Over the weekend Michigan’s push for legal online gaming and sports betting got a bump with the news that Gretchen Whitmer, the state’s Democratic governor and its pro-gambling-expansion lawmakers are close to resolving their differences.

That’s a major concern for a state where successive governors have spoilt the legislature’s attempts to legalize online gaming on each of its previous two attempts.

Rick Snyder, Whitmer’s Republican forerunner, surprisingly vetoed a bill just days before Christmas 2017, while Whitmer refused to put pen to paper 12 months ago.

The same reason was given by both — that online casinos could cannibalize the state’s lottery revenues, which contribute a lot to Michigan’s school fund.

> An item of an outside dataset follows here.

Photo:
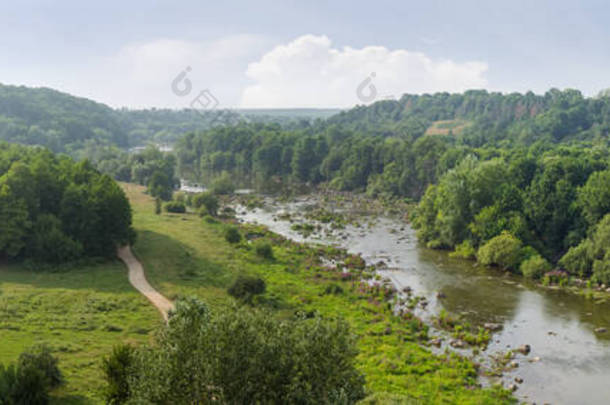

As reported by Casino.org, in the last fiscal year, the fund received nearly $1 billion from the Michigan Lottery, seven percent of which came from online games. Whitmer’s worry is that these games are much alike the slots offered by online casinos.

Progress Finally

WKAR, the local radio station reports that the legislature and governor’s assistants spent the weekend going over proposed Senate amendments to bills which were passed by the House in October, which comprises online gaming and sports betting.

As reported to WKAR Sunday by State Sen. Curtis Hertel Jr. (D–East Lansing), the breakthrough indicates a negotiation may have been reached on taxation rates, and that the governor has received guarantees over the school fund.

Hertel told WKAR, “I believe we’ve made a lot of progress with stakeholders and the administration on coming to an agreement. The administration had some real concerns and we took those into account. We’re going to make sure that the school aid fund is healthy going forward.”

The seeming progress with the Whitmer administration could set the bill up for a full Senate vote on Tuesday, one of the closing days before the legislature breaks for Christmas.

Big Demands

Previously, State Rep. Brandt Iden (R-Oshtemo Township), the bill’s main sponsor, had regretted Whitmer’s unwillingness to come to the negotiating table. The administration insisted taxes and licensing fees to be doubled for online gaming and sports betting, and recommended online slots to be dropped.

Brandt thought this would make the market shaky for prospective operators and stakeholders. However, he raised the taxation rate a bit for the bill which passed the House in October.

Hertel seems to have had more success restarting discussions with the governor, who came back to the table last week.

Now the bill goes to the Senate Regulatory Reform Committee Tuesday, where it is expected it will be accepted for a vote later that day on the Senate floor.

In case it is passed and then signed by the governor, Michigan will become the fifth state in the US to permit online gaming and the 20th to approve sports betting since the US Supreme Court shot down PASPA, the federal law which banned it.